Pandas I
A Note on Delivery
- This unit’s lessons will occur in jupyter notebooks
- Slides will be an introduction to the lesson (no code, just overview)
- Then, we’ll open a notebook and start coding!
Learning Objectives
After this lesson, you will be able to:
- Use Pandas to read in a dataset.
- Investigate a dataset’s integrity.
- Filter, sort, and manipulate DataFrame series.
What is Pandas?
- A group of adorable bears 🐼🐼🐼
- A Python library for data manipulation.
So, Pandas the Library
The Swiss Army Knife of data manipulation!
Pandas:
- Is the library for exploratory data analysis (EDA).

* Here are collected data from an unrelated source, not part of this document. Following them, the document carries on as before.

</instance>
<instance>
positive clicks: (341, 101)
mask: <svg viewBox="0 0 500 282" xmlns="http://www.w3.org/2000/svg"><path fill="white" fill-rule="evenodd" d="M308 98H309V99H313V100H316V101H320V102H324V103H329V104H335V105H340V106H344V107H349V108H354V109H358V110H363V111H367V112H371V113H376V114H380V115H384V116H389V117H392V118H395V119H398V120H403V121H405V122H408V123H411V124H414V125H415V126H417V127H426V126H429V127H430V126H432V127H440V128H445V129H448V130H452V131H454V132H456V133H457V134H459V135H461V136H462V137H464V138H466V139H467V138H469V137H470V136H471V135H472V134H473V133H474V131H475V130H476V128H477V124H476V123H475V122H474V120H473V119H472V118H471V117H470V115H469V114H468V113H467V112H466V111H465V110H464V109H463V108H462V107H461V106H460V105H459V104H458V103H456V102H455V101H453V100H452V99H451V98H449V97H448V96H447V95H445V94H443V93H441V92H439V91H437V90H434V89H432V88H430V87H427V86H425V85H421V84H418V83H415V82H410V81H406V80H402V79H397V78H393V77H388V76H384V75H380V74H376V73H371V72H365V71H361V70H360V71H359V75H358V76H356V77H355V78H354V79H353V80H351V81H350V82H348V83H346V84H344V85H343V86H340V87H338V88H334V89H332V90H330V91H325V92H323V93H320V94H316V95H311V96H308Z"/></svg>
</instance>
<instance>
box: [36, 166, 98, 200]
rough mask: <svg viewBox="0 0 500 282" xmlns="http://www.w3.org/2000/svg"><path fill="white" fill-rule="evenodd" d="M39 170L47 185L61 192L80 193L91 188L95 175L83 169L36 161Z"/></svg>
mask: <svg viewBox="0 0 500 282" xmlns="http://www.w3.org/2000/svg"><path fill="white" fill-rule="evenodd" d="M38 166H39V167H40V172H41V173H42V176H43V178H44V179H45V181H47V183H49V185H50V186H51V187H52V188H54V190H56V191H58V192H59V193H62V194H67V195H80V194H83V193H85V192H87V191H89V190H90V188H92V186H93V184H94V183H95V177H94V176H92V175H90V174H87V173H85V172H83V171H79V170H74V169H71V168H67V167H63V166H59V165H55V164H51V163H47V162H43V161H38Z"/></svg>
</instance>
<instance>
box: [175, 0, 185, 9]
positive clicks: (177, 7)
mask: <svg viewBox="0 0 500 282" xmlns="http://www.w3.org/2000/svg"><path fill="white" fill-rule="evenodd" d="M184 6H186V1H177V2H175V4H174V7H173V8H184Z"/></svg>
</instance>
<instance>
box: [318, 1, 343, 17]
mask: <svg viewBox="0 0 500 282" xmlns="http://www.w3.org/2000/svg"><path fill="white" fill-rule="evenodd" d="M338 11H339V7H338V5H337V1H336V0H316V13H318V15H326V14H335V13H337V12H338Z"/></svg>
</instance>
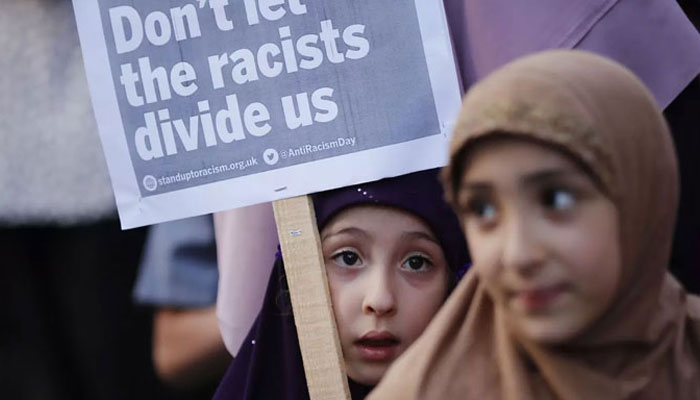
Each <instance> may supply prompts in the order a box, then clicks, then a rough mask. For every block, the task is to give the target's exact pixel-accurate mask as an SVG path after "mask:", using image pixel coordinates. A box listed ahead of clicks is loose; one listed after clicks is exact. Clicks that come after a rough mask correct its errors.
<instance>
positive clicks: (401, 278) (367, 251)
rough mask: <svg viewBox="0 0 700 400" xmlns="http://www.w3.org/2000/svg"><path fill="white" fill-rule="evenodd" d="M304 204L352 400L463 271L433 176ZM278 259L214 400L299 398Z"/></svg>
mask: <svg viewBox="0 0 700 400" xmlns="http://www.w3.org/2000/svg"><path fill="white" fill-rule="evenodd" d="M313 197H314V207H315V210H316V219H317V222H318V227H319V231H320V233H321V243H322V247H323V255H324V260H325V263H326V271H327V274H328V283H329V287H330V291H331V299H332V302H333V311H334V314H335V318H336V322H337V326H338V333H339V337H340V343H341V348H342V350H343V355H344V359H345V366H346V370H347V373H348V377H349V382H350V390H351V393H352V398H353V399H362V398H364V397H365V395H366V394H367V393H368V392H369V390H371V388H372V387H373V386H374V385H375V384H377V383H378V382H379V379H381V377H382V376H383V374H384V372H385V371H386V369H387V368H388V367H389V365H390V364H391V363H392V362H393V360H394V359H396V358H397V357H398V356H399V355H400V354H401V353H403V351H404V350H405V349H406V348H407V347H408V346H409V345H410V344H411V343H412V342H413V341H414V340H415V339H416V338H417V337H418V336H419V335H420V334H421V333H422V331H423V329H424V328H425V326H427V324H428V322H429V321H430V319H431V318H432V316H433V315H434V314H435V312H436V311H437V309H438V308H439V307H440V306H441V305H442V302H443V301H444V300H445V298H446V297H447V295H448V294H449V292H450V291H451V289H452V288H453V287H454V284H455V283H456V281H457V280H458V279H459V277H460V276H461V275H462V274H463V273H464V270H465V269H466V266H467V261H468V255H467V250H466V246H465V244H464V243H465V240H464V236H463V234H462V231H461V229H460V226H459V222H458V220H457V218H456V216H455V214H454V213H453V212H452V210H451V209H450V208H449V207H448V206H447V204H446V203H445V202H444V200H443V192H442V189H441V187H440V185H439V183H438V180H437V171H435V170H430V171H423V172H418V173H413V174H409V175H404V176H400V177H396V178H389V179H384V180H380V181H376V182H371V183H367V184H362V185H356V186H351V187H346V188H341V189H336V190H331V191H327V192H323V193H319V194H316V195H314V196H313ZM308 398H309V395H308V391H307V388H306V379H305V377H304V369H303V365H302V360H301V352H300V350H299V344H298V339H297V335H296V329H295V326H294V316H293V314H292V310H291V306H290V304H289V299H288V293H287V288H286V279H285V276H284V271H283V268H282V259H281V256H279V254H278V257H277V261H276V262H275V267H274V269H273V272H272V275H271V277H270V281H269V284H268V288H267V293H266V295H265V301H264V304H263V308H262V311H261V312H260V314H259V315H258V318H257V320H256V321H255V324H254V325H253V328H252V329H251V330H250V332H249V334H248V337H247V338H246V340H245V341H244V343H243V345H242V347H241V350H240V351H239V353H238V354H237V355H236V358H235V360H234V361H233V363H232V364H231V366H230V367H229V370H228V372H227V373H226V376H225V377H224V379H223V381H222V382H221V384H220V386H219V389H218V390H217V393H216V396H215V399H308Z"/></svg>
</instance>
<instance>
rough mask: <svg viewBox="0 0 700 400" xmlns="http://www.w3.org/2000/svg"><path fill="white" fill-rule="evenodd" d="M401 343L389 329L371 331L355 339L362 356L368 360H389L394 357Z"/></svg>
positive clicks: (373, 360) (364, 358)
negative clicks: (390, 332) (380, 331)
mask: <svg viewBox="0 0 700 400" xmlns="http://www.w3.org/2000/svg"><path fill="white" fill-rule="evenodd" d="M399 343H401V342H400V341H399V340H398V339H397V338H396V336H394V335H392V334H391V333H389V332H387V331H382V332H377V331H371V332H368V333H366V334H365V335H364V336H362V337H361V338H359V339H357V340H356V341H355V348H356V349H357V351H358V353H359V355H360V357H361V358H363V359H364V360H366V361H387V360H390V359H392V358H393V357H394V356H395V354H396V352H397V349H398V346H399Z"/></svg>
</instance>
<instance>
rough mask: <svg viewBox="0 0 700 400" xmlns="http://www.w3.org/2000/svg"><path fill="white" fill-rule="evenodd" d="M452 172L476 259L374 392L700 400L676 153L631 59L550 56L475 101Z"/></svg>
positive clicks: (446, 396) (516, 72)
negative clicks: (673, 230)
mask: <svg viewBox="0 0 700 400" xmlns="http://www.w3.org/2000/svg"><path fill="white" fill-rule="evenodd" d="M450 157H451V158H450V164H449V166H448V167H446V168H445V170H444V175H443V178H444V184H445V186H446V191H447V195H448V198H449V199H450V201H451V202H452V204H453V205H454V206H455V207H456V209H457V210H458V214H459V215H460V219H461V221H462V224H463V227H464V229H465V231H466V234H467V238H468V241H469V248H470V252H471V255H472V257H473V260H474V267H473V268H472V269H471V270H470V271H469V272H468V273H467V276H466V277H465V279H464V280H463V281H462V282H461V283H460V284H459V286H458V287H457V288H456V289H455V291H454V292H453V294H452V295H451V297H450V298H449V299H448V301H447V302H446V303H445V305H444V306H443V308H442V309H441V311H440V312H439V313H438V315H437V316H436V318H435V319H434V320H433V322H432V323H431V324H430V326H429V327H428V328H427V329H426V331H425V332H424V334H423V335H422V336H421V337H420V338H419V339H418V340H417V341H416V342H415V343H414V345H413V346H412V347H411V348H410V349H409V350H408V351H407V352H406V353H404V355H403V356H402V357H401V358H400V359H399V360H397V362H396V363H395V364H394V365H393V366H392V368H391V369H390V370H389V371H388V373H387V375H385V377H384V379H383V380H382V382H381V383H380V385H379V386H378V387H377V388H376V389H375V391H374V392H373V393H372V395H371V396H370V398H371V399H430V400H434V399H435V400H438V399H480V400H481V399H484V400H488V399H654V400H660V399H664V400H665V399H700V322H699V321H700V301H699V300H698V298H697V297H695V296H691V295H688V294H686V292H685V291H684V289H683V288H682V287H681V286H680V285H679V284H678V283H677V282H676V280H675V279H674V278H673V277H672V276H671V275H669V273H668V272H667V265H668V258H669V251H670V246H671V240H672V237H671V236H672V232H673V225H674V221H675V214H676V207H677V198H678V190H679V188H678V178H677V167H676V158H675V153H674V149H673V144H672V141H671V136H670V134H669V131H668V128H667V126H666V123H665V121H664V120H663V117H662V115H661V112H660V111H659V108H658V107H657V105H656V103H655V102H654V99H653V97H652V96H651V95H650V94H649V92H648V91H647V90H646V89H645V88H644V86H643V85H642V83H640V81H639V80H638V79H637V78H636V77H635V76H633V74H632V73H630V72H629V71H628V70H626V69H625V68H624V67H622V66H620V65H618V64H616V63H614V62H612V61H609V60H607V59H604V58H602V57H599V56H595V55H592V54H589V53H584V52H578V51H551V52H545V53H540V54H537V55H534V56H529V57H526V58H523V59H520V60H518V61H515V62H513V63H511V64H509V65H507V66H505V67H503V68H501V69H500V70H497V71H496V72H494V73H493V74H491V75H490V76H489V77H487V78H486V79H485V80H484V81H482V82H481V83H479V84H477V85H476V86H475V87H474V88H473V89H472V90H471V91H470V92H469V93H468V94H467V96H466V99H465V102H464V106H463V109H462V113H461V115H460V119H459V121H458V124H457V127H456V131H455V134H454V138H453V140H452V145H451V148H450Z"/></svg>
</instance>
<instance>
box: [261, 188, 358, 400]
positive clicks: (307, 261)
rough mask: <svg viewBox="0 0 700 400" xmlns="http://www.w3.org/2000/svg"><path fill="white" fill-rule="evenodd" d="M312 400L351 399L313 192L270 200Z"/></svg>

- Formats, wrangles, cleans, and prepares our data.
Quick Backstory from 2009:
- A humble open source project for Panel Data (hence “Pandas”) from Wes McKinney.
- A ‘panel’ is the name of the object (in pandas) holding an n-dimensional numpy array
- Don’t let the term fool you, a panel is effectively the same thing as an excel workbook (a collection of sheets)
- A 2-dimensional panel is a Dataframe (rows and columns)
- A 1-dimensional panel is a Series (column)
Exploratory Data Analysis (EDA)
The process of understanding our dataset and producing our first level of insights.
This includes:
- Reading in data: “Import cat population.”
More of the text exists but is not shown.